You may choose to pair just the right wine or beer with your cheeses, and it’s also nice to pair food and condiments on the board itself. There are two basic strategies to choosing what to pair with your cheese: complementing or contrasting. Complementing involves pairing like with like. For example, pair mild goat cheese with a mild olive such as Castelvetrano. Contrasting involves pairing opposites such as a salty, dry parmesan with silky, sweet honey. It’s also a nice idea to include a variety of textures (smooth, crunchy, crispy, juicy) and flavors (sweet, salty, savory, tangy). I also like to include different food groups, including fruits, vegetables, nuts, and meats on my cheese boards. Crackers and bread can go in a bowl or basket next to your cheeseboard or can be included right on the board itself.

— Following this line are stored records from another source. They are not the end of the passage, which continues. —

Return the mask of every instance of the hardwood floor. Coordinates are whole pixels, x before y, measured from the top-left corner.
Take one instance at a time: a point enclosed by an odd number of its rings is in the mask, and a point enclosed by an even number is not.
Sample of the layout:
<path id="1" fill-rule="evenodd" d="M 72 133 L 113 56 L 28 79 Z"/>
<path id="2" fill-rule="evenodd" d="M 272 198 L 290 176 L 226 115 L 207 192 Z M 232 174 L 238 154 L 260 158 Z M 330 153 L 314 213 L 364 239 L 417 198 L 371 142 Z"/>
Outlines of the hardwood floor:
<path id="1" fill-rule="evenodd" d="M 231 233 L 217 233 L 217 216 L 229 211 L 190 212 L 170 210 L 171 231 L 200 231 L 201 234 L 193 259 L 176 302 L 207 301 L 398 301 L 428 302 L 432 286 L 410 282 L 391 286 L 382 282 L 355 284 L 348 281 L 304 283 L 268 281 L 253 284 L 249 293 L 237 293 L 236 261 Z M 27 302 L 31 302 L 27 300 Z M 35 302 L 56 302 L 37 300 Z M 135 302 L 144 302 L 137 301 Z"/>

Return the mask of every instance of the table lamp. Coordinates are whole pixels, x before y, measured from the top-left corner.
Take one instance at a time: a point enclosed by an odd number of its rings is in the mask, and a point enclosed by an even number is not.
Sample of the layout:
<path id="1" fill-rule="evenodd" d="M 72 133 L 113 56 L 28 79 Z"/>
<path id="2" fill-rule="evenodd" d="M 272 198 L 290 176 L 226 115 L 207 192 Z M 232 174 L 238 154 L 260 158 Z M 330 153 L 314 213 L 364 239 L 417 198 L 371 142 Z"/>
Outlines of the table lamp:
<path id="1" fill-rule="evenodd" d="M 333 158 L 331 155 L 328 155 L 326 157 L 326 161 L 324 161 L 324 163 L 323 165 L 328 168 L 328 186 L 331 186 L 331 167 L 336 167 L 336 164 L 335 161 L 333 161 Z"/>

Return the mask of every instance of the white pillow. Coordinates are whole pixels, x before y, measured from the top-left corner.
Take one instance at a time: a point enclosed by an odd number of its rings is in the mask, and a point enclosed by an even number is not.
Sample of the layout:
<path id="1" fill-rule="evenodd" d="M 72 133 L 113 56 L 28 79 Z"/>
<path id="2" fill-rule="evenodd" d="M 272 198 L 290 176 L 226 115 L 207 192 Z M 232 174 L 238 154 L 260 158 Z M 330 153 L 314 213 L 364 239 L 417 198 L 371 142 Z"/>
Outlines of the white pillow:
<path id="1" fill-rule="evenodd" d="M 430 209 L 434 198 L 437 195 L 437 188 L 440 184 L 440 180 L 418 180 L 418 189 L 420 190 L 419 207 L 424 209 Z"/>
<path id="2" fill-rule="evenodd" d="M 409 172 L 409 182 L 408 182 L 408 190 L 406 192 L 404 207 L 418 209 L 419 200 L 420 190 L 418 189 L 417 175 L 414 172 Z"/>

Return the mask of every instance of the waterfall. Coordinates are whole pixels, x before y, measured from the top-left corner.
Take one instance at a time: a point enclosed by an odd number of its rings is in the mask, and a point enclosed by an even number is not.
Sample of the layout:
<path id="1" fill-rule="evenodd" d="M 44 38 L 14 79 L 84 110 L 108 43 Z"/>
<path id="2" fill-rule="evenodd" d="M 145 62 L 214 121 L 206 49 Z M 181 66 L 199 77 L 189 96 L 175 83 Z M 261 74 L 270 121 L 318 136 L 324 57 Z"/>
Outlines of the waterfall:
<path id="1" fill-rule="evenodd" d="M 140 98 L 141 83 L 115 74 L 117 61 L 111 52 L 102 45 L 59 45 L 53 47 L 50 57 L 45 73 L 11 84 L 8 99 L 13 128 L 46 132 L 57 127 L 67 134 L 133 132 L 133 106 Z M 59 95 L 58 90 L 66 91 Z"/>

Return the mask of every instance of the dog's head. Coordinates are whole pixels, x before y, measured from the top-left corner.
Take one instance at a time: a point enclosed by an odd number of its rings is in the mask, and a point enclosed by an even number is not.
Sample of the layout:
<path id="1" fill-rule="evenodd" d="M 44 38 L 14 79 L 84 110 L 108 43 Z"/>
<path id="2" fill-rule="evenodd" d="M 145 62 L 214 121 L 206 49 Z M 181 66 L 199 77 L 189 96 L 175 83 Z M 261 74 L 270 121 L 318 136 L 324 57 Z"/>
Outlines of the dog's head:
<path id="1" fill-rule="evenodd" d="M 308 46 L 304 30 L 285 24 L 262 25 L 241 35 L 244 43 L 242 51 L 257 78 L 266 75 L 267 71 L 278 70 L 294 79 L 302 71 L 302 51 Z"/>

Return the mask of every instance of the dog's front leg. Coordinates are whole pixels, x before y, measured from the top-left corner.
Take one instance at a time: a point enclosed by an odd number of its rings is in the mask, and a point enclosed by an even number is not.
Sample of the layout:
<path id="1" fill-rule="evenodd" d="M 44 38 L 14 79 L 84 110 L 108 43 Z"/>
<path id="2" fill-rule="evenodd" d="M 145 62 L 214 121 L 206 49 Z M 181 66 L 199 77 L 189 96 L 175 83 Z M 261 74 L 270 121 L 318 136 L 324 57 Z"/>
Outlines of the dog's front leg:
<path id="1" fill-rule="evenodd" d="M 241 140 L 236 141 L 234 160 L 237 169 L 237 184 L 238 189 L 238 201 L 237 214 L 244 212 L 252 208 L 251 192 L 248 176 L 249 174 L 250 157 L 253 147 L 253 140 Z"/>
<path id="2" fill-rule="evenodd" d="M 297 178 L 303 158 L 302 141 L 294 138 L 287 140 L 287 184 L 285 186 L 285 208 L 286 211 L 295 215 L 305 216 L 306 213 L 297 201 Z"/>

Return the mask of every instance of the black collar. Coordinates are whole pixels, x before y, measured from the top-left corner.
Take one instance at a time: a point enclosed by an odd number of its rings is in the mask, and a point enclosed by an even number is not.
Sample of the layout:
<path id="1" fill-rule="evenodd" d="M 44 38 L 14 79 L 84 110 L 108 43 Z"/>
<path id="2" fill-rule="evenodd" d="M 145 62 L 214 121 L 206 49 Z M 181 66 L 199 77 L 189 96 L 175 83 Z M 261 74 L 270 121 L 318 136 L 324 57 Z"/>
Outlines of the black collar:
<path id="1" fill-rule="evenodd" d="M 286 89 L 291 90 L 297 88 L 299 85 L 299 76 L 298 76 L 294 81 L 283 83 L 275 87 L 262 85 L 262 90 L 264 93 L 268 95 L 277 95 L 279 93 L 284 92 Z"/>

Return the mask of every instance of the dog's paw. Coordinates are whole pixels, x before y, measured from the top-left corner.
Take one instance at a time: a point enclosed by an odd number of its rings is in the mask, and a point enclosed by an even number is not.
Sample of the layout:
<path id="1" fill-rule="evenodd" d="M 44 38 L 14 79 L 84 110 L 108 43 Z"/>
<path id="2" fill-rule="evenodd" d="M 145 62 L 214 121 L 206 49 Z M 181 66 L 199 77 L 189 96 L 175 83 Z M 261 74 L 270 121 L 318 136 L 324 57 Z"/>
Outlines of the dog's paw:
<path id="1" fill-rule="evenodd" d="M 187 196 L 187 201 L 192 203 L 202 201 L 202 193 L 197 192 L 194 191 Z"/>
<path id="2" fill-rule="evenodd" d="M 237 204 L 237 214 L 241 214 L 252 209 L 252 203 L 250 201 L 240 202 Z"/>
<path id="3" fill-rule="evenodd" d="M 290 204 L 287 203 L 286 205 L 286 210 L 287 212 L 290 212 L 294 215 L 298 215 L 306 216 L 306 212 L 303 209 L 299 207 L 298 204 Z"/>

Below is a list of some lovely pairings to consider:

CheeseComplementing PairingContrasting PairingWine Pairing
ChèvreCalabrese salamiFig jamSauvignon Blanc
Blue CheesePecansDried datesPort
BrieApricotsSour cherry jamChardonnay
FetaKalamata olivesRed bell peppersPinot Grigio
GoudaMixed nutsPeachesCabernet Sauvignon
ParmesanWalnutsHoneySangiovese

How to arrange your board:

This can be as simple or as complex as you want to make it. To make a quick and easy board, you can alternate cheese and pairings all around the board. For instance, if using a round plate or board, think of dividing it into slices like a pie. Start with your first cheese and fill in one wedge of the pie, then next to that, add the pairing you’ve chosen to go with that cheese to fill the next wedge. Continue with the next cheese and pairing and work your way all around the wheel.

Another method of arranging your cheese is to use anchors and build around those. For instance, you could have a wheel of cheese on one side and a round bowl holding a condiment (honey, jam, olives, nuts) on the other. Place your selected pairing for each cheese near each other.

A third method of arranging is the mirror method. This works particularly well with square or rectangular boards. Start in one corner with cheese and a pairing, and then do the same thing in the opposite corner. Continue this pattern until your board is all filled in. Then fill in any gaps with flowers or herbs.

rectangular cheese boards

Different shapes:

While some of your softer cheese selections may require the use of a knife or spreader to dish up, you can cut other hard cheeses into bite-sized pieces to make it easier for your guests to serve themselves. But these pieces don’t all have to be exactly alike. Try making cubes, wedges like little slices of pie, sticks, and triangles. You might choose to put toothpicks in some of these (mainly the cubes) and leave others for people to pick up with their hands or little tongs.

Themes:

A final tip for making perfect festive cheese boards is considering a theme that fits the season or occasion. For instance, you might pick orange, white, and black for your color theme for Halloween. Cheeses might include Colby (orange), chèvre (white), and an aged Gouda (black wax), and pairings might consist of oranges, yogurt-covered raisins, and black olives. You can complete the board with orange flowers, herbs, and a mini pumpkin. For Christmas, you might have a red and green theme, and for a bridal shower, you might use flowers and pastel colors.

festive autumn cheese boards

Making goat cheeses is satisfying and a great way to make use of excess milk. Having fun designing your festive cheese boards makes it even more enjoyable to share with your family and friends!